Drei Prozesse nach Demos gegen Rechte. Pensionierter Lehrer soll 1500 Euro für ein hochgehaltenes Schild zahlen.

Bündnis fürchtet um Zivilcourage
Foto: Dieter Sieckmeyer

Kaspar M. hatte vor dem Max-Haus ein Schild in der Hand gehalten. „Die AFD ist in Düsseldorf nicht willkommen“ stand darauf. Gestern musste sich der 55 Jahre alte Lehrer vor dem Amtsgericht verantworten, weil er die Demonstration nicht angemeldet und damit gegen das Versammlungsgesetz verstoßen hatte. „Das ist ein eklatanter Fall. Hier werden Leute kriminalisiert, weil sie Zivilcourage zeigen“, empörte sich Pater Wolfgang Sieffert, der zusammen mit anderen Prominenten vor dem Gerichtsgebäude demonstrierte. In den nächsten Wochen werden noch zwei weitere Fälle verhandelt, bei denen es Strafanzeigen nach Demonstrationen gegen Rechte gab.

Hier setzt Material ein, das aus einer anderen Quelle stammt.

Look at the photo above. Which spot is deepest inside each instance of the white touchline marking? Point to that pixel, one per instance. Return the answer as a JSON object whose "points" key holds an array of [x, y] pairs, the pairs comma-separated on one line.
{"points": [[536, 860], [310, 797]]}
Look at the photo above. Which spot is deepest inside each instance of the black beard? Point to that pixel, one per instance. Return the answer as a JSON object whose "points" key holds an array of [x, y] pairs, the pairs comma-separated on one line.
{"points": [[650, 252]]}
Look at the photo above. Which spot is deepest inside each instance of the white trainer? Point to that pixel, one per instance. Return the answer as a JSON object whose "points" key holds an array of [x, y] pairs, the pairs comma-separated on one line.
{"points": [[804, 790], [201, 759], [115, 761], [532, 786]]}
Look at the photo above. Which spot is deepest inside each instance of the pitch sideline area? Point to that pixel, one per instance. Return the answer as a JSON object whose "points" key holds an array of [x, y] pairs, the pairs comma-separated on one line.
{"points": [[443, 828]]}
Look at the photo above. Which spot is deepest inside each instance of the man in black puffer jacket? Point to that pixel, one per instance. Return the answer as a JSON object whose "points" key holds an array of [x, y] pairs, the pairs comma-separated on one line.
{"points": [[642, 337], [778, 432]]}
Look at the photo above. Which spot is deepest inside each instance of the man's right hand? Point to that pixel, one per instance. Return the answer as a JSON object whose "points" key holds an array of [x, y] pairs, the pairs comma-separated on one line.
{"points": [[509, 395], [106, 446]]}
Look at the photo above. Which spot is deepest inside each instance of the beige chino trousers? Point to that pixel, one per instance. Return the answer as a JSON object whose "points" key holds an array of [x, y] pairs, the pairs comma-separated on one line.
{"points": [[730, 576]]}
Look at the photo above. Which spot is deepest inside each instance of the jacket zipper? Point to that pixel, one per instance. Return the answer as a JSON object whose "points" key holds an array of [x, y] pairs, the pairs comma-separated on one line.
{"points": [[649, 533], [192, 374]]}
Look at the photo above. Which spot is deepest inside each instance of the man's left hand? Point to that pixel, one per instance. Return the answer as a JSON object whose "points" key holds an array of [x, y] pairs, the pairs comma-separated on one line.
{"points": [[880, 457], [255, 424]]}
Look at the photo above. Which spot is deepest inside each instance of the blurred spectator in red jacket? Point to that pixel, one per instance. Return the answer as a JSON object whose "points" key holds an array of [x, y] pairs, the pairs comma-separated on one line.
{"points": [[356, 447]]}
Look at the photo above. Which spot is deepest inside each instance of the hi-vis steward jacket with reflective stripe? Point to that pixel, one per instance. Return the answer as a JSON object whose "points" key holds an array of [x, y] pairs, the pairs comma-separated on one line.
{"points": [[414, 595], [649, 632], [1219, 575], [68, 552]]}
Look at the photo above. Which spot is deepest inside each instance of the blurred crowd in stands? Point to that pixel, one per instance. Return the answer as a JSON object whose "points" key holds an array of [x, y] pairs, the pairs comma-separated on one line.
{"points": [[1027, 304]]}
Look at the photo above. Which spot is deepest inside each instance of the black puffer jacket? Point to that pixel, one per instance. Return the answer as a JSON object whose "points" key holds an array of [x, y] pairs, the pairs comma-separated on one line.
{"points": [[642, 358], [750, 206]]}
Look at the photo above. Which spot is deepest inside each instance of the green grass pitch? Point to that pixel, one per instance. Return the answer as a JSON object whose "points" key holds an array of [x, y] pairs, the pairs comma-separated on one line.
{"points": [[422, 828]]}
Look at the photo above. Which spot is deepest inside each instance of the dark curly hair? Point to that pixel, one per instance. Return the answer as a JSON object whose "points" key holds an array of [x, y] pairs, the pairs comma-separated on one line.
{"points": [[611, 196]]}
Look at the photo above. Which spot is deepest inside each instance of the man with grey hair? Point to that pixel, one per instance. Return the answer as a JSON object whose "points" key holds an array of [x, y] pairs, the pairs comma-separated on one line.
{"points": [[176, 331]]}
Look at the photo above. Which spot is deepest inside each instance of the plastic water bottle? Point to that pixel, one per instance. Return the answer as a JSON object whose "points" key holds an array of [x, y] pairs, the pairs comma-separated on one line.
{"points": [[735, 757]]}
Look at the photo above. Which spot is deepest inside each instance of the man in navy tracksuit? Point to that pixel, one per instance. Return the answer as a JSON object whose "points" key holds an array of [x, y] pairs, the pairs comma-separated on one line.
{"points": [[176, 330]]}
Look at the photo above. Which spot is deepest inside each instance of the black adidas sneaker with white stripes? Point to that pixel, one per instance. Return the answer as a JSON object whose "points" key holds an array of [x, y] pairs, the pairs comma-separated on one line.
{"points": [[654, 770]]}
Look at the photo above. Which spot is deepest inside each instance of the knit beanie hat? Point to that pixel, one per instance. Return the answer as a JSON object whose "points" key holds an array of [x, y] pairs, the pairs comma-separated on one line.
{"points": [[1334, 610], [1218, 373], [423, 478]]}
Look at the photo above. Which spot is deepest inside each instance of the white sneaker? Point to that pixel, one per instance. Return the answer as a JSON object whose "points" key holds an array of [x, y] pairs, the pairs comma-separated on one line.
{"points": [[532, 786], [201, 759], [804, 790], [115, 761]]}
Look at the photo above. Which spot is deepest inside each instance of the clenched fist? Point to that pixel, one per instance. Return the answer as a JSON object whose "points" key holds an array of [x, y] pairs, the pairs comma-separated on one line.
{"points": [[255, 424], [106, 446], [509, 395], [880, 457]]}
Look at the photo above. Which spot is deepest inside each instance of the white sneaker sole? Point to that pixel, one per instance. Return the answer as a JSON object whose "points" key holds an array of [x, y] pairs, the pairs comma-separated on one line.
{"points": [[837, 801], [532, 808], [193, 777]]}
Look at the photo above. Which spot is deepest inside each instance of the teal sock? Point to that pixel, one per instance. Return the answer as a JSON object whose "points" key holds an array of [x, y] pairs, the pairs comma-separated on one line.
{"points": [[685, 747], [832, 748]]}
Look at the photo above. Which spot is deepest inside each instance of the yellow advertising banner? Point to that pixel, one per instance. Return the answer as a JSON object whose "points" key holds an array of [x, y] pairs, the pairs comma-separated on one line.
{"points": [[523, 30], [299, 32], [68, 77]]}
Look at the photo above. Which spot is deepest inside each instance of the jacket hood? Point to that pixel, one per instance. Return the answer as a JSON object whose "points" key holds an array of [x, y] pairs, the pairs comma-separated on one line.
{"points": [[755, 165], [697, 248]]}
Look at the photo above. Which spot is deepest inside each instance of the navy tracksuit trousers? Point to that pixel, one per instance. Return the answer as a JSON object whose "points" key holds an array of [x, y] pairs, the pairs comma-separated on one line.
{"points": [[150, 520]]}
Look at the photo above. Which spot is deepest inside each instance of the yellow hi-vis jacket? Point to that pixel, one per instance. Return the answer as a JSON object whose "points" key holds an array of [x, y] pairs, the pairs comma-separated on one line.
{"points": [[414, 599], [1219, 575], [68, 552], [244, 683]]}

Nicht nur der Altstadt-Pater unterstützt die Proteste des Bündnisses „Düsseldorf stellt sich quer. Auch Zakk-Geschäftsführer Jochen Molck Fifty-Fifty-Chef Hubert Ostendorf und Fotografin Katharina Mayer zeigten gestern bei der Demonstration Flagge. Für sie ist der Fall von Kaspar M. besonders krass und zeige eine bedenkliche Entwicklung.

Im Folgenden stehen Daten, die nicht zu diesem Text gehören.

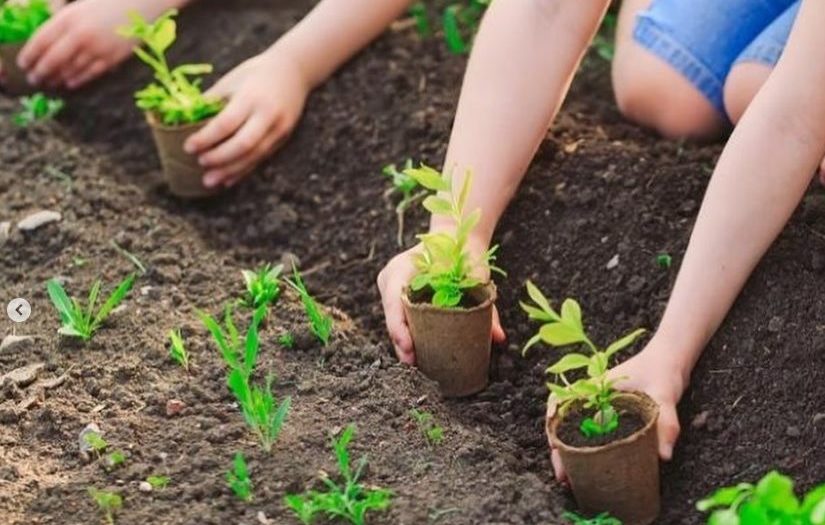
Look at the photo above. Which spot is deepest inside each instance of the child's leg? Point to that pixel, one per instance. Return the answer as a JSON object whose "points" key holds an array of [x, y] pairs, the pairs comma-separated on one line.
{"points": [[755, 64], [673, 56]]}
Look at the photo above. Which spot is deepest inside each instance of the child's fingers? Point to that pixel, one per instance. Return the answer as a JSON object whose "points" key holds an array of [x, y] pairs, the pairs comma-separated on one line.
{"points": [[225, 124]]}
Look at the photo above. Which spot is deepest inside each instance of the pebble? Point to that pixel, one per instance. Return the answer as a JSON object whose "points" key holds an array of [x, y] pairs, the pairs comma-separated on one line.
{"points": [[38, 219]]}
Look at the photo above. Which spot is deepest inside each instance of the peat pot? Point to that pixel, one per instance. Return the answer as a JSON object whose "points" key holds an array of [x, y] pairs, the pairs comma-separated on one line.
{"points": [[15, 82], [452, 345], [181, 170], [621, 477]]}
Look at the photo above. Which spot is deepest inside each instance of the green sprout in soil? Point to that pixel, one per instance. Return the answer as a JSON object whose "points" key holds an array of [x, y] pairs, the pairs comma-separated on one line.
{"points": [[319, 323], [36, 108], [602, 519], [350, 500], [263, 286], [177, 350], [158, 482], [174, 98], [595, 391], [287, 340], [238, 479], [81, 322], [20, 20], [260, 409], [407, 187], [108, 503], [430, 429], [235, 355], [444, 265], [771, 501]]}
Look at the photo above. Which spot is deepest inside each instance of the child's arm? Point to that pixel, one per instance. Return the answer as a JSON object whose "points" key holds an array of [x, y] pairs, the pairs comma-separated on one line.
{"points": [[266, 94], [522, 63], [80, 42], [761, 176]]}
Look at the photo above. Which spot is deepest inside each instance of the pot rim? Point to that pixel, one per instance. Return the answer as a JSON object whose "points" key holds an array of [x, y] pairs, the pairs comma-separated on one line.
{"points": [[552, 421], [489, 285]]}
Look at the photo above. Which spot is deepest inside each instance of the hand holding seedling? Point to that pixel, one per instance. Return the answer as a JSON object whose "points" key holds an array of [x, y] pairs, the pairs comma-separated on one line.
{"points": [[79, 43], [265, 98]]}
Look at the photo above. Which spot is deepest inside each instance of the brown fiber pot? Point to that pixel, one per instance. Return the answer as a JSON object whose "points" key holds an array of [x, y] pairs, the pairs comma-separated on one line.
{"points": [[452, 345], [181, 170], [14, 78], [622, 477]]}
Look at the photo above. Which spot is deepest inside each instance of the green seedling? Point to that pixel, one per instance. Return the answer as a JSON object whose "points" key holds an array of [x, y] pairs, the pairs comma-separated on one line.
{"points": [[174, 98], [350, 500], [235, 355], [177, 350], [81, 322], [430, 429], [20, 20], [602, 519], [158, 482], [595, 391], [238, 479], [263, 286], [260, 410], [771, 501], [36, 108], [444, 265], [409, 189], [108, 503], [319, 323]]}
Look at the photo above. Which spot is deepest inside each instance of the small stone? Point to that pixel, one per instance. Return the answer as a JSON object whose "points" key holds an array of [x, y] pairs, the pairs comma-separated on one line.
{"points": [[38, 219], [174, 407], [701, 420], [776, 324], [24, 375], [11, 341]]}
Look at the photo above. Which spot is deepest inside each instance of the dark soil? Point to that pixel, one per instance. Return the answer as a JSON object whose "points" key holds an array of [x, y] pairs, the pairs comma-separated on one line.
{"points": [[599, 187], [569, 432]]}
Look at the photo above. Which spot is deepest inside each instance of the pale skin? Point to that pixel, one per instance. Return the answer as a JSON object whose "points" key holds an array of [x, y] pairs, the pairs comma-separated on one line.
{"points": [[759, 180]]}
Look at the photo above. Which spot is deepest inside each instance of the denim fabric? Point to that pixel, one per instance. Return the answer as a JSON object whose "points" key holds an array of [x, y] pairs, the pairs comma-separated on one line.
{"points": [[703, 39]]}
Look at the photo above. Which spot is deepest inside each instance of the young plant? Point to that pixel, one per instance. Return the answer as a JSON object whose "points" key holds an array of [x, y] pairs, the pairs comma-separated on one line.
{"points": [[174, 98], [596, 391], [177, 350], [407, 187], [238, 479], [444, 265], [319, 323], [19, 20], [771, 501], [602, 519], [235, 355], [260, 410], [430, 429], [263, 286], [108, 503], [350, 500], [81, 322], [36, 108], [158, 482]]}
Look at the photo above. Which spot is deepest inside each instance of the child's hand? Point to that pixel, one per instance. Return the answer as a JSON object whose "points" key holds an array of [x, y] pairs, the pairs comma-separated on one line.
{"points": [[266, 96], [653, 373], [78, 44], [391, 282]]}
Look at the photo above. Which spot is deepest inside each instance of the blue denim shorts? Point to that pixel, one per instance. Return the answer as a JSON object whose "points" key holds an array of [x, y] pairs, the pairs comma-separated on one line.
{"points": [[704, 39]]}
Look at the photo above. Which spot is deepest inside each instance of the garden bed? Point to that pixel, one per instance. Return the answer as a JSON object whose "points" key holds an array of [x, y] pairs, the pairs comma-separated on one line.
{"points": [[599, 188]]}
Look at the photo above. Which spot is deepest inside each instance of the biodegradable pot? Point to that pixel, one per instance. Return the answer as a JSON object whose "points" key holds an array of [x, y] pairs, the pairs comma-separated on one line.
{"points": [[452, 345], [182, 171], [622, 477], [15, 81]]}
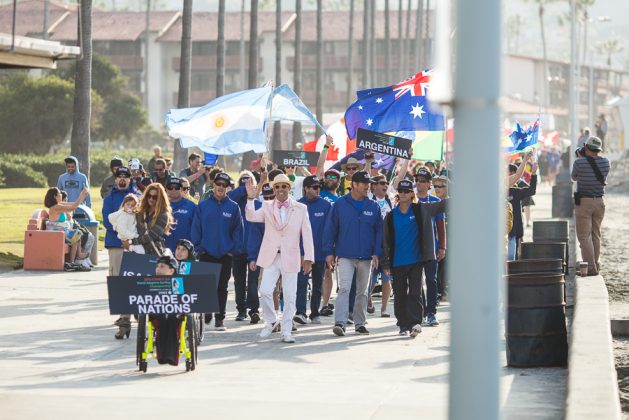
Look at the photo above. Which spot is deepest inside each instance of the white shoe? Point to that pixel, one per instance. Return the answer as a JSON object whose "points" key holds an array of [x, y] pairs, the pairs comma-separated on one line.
{"points": [[267, 330]]}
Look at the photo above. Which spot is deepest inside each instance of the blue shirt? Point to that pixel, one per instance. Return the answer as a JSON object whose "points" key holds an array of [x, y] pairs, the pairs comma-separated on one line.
{"points": [[328, 196], [183, 212], [406, 248]]}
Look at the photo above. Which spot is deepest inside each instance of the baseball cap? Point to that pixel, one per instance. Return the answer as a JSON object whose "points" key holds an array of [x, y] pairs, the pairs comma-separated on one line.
{"points": [[405, 185], [424, 173], [134, 164], [123, 172], [267, 190], [594, 144], [362, 177], [311, 180], [169, 261], [115, 161], [222, 176], [173, 181]]}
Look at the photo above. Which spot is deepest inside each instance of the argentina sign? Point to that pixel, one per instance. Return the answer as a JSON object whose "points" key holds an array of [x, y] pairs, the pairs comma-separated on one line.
{"points": [[383, 143]]}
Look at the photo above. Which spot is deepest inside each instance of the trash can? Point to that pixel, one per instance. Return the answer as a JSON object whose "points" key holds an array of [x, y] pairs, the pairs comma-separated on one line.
{"points": [[85, 216]]}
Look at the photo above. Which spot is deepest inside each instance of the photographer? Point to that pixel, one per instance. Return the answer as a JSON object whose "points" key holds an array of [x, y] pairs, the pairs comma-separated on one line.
{"points": [[590, 172]]}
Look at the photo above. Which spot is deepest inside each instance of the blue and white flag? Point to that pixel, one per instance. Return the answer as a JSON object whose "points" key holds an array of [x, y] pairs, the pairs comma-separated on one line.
{"points": [[286, 105], [228, 125]]}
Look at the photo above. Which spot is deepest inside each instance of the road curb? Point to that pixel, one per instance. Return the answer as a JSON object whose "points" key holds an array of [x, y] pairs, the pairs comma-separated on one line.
{"points": [[592, 390]]}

„Ich weiß nicht, warum ich hier bin“, erklärte der bisher nicht vorbestrafte Aktivist der Richterin, die wegen der zahlreichen Unterstützer in einen Saal des Landgerichtes ausweichen musste. Er hatte im April vergangenen Jahres dagegen protestiert, dass im Max-Haus eine Podiumsdiskussion stattfand, zu der auch ein Vertreter der AFD eingeladen war. Das Schild dazu hatte er sich aus dem Gewerkschaftsfundus besorgt: „Aber ich habe vorher nicht zu einer Demonstration eingeladen.“ Allerdings hatte Kaspar M. den Polizisten vor Ort erklärt, dass er als Ansprechpartner zur Verfügung stehe. Ohne jeden Zwischenfall wurde die Protestaktion wieder beendet.

Trotzdem hatte die Staatsanwaltschaft ein Ermittlungsverfahren eingeleitet und dem Ex-Lehrer einen Strafbefehl über 1500 Euro geschickt. Dagegen legte Kaspar M. Berufung ein. Richterin Silke Boriss wollte das Verfahren eigentlich einstellen, allerdings gegen Zahlung von 600 Euro. Weil Kaspar M. sich darauf nicht einlassen wollte, müssen jetzt Zeugen angehört werden. Viele Zuhörer, darunter auch Menschenrechtlerin Gülsen Celebi, verließen den Saal kopfschüttelnd: „Das verstehen die Menschen nicht.“.

Den Vorwurf von „Düsseldorf stellt sich quer“, dass Bürger mit Zivilcourage von der Justiz eingeschüchtert werden sollen, weist Elena Frick, die Sprecherin des Amtsgerichtes, zurück: „Das Gericht behandelt die Verfahren, die von der Staatsanwaltschaft unter Anklage gestellt werden. Ganz unabhängig davon, ob es sich um Straftaten der linken oder der rechten Szene handelt.“ Dazu gehören auch rechte Hass-Kommentare in den sozialen Medien. Die politische Gesinnung spiele für die Justiz überhaupt keine Rolle.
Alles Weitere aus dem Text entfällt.